Production and sale of the famous Pelileo jean decrease due to the crisis.
In the jean pants store owned by Nubia Llerena , located in the El Tambo neighborhood , there are no buyers.

Luis Narváez works making jean at the Montana factory in Pelileo.
It is something atypical for a Friday at noon, since until January customers were observed in this area of the Pelileo canton . The 50-year-old woman laments that the sale of clothing has declined since February 2021.
The owner walks from one place to another in her small store, El Fabrica , and tells about the few sales.
On the Easter holiday, he barely sold four pants, at USD 8 each, and he still cannot raise the money to pay the suppliers of shirts, T-shirts, sweaters and other clothes that he sells along with the jeans he produces in his small factory. . It is USD 5,000 in debt and due to the lack of sales “I think I will return the merchandise.”
Theproduction workshop is also semi-paralyzed . Llerena made 600 jean pants a month, now just 100. Due to the crisis, she was forced to suspend work for four of her collaborators. Her husband and sometimes she herself perform the tasks that her employees did.
He does not close the business because he paid in advance the rent for a full year, which reaches USD 5,000. “Here they charge us that way; I hope the situation improves, to recover the investment ”.
Llerena has not been able to get a loan. He made the formalities in the public bank and presented the documents, but – he points out – they put obstacles on him; That is why it withdrew from a loan of USD 10,000 .
A report from the pre-association of Almacenes de El Tambo reveals the crisis. Sales fell by 85% in the last two months. This caused 80 of the 200 commercial premises located along Confraternidad Avenue, at the entrance to Pelileo , to close their doors permanently.

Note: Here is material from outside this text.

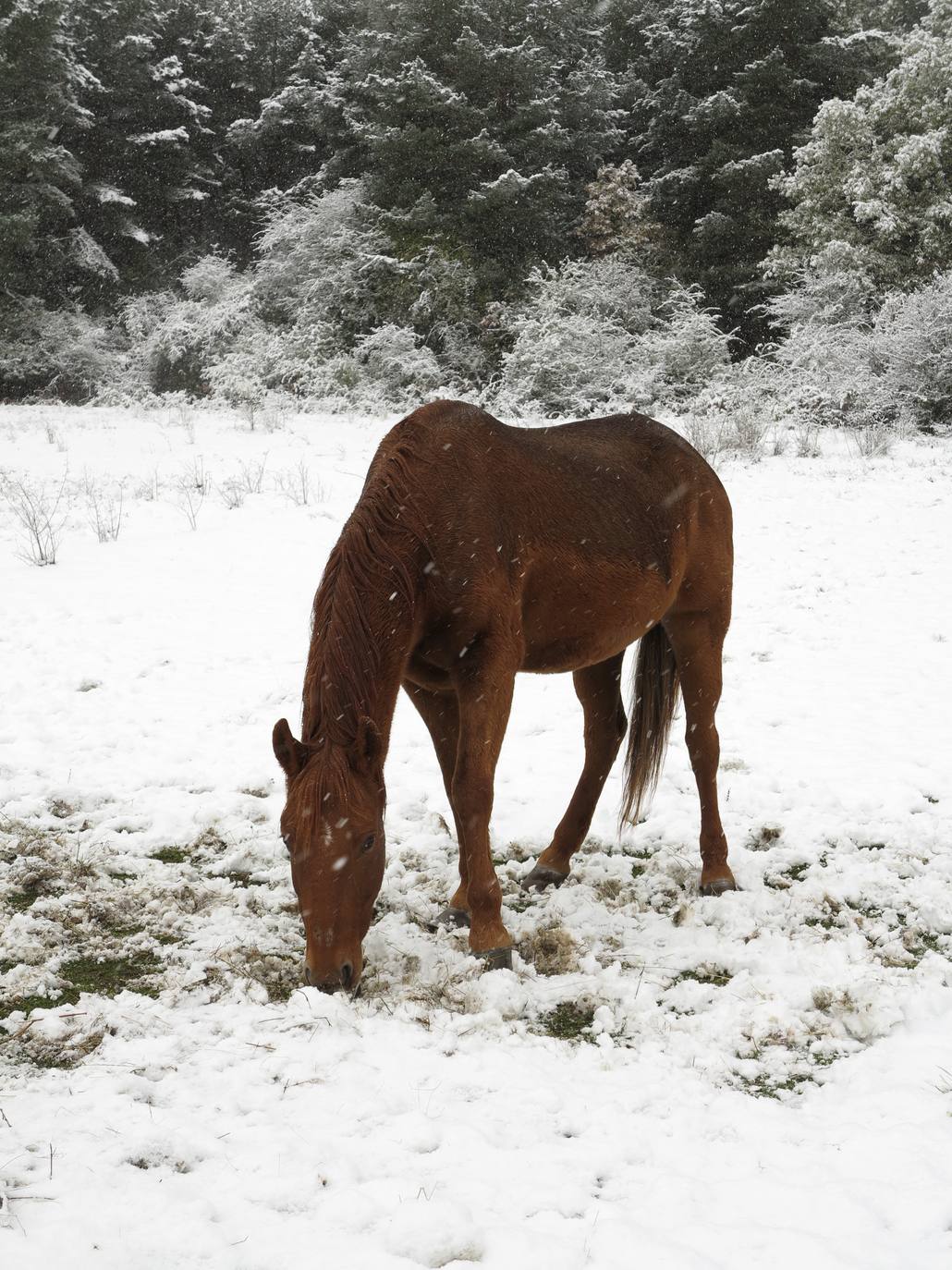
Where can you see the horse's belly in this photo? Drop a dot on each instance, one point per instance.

Byron Martínez, president of the pre-association of Almacenes de El Tambo , comments that the economic crisis is serious for this sector of the canton, which generates labor. Carnival, Easter and weekend fairs did not help improve sales . “That also affects the owners of the clothing workshops, because production declined.”
In Pelileo there were 600 workshops and 20 factorieseven before the pandemic.
The downturn in the Pelileo textile sector began five years ago, but worsened with the indigenous strike in October 2019 and the COVID-19 pandemic, indicates the leader.
During the confinement between March and May 2020 , the premises and workshops closed their doors until last June they decided to reopen them, but some were left without capital, and that forced them to close again.
Martínez says that in December 2020 they barely managed to recover 40% in sales, but it declined again in February 2021 . “This happened because the priority of families today is to invest in health and food, the purchase of clothing is in the background.”
The production of jean garments also declined. That had an impact, according to Martínez, in the dismissal of the workers. Although there is no data, he gave as an example that before in the warehouses between four and up to five people worked, and now there is only one.
A few steps from the Llerena store, crossing the four-lane road that looks empty, is the Cisgab factory, by Santiago Cisneros . The microenterprise was founded by his parents, Hólger Cisneros and María Gavilanes, 29 years ago.
The businessman sold 20 pieces of clothing in a week, which is not enough to pay his workers.
Last year, Cisgab Jeanit produced 800 pendas a month and employed more than 30 people, through the maquiladoras that were in charge of assembling the pants.
With sales declining, he decided to keep just three workshops. “Sales are minimal and there are no sales in the markets of Caraguay, Guayaquil, Manta and Durán , where we distributed the merchandise. We are keeping production ”.
The same story lives the Montana Creaciones factory, by Iván Montaguano . I had not experienced this complicated situation before, despite having been in the jean market for more than 30 years.
His father, Julio, started the company; he and his brothers run this business. He says that sales fell and the economic crisis affects them.
The monthly output of the 15 workers reached 6,000 garments, but now it has been reduced to 1,000 garments and with only four employees.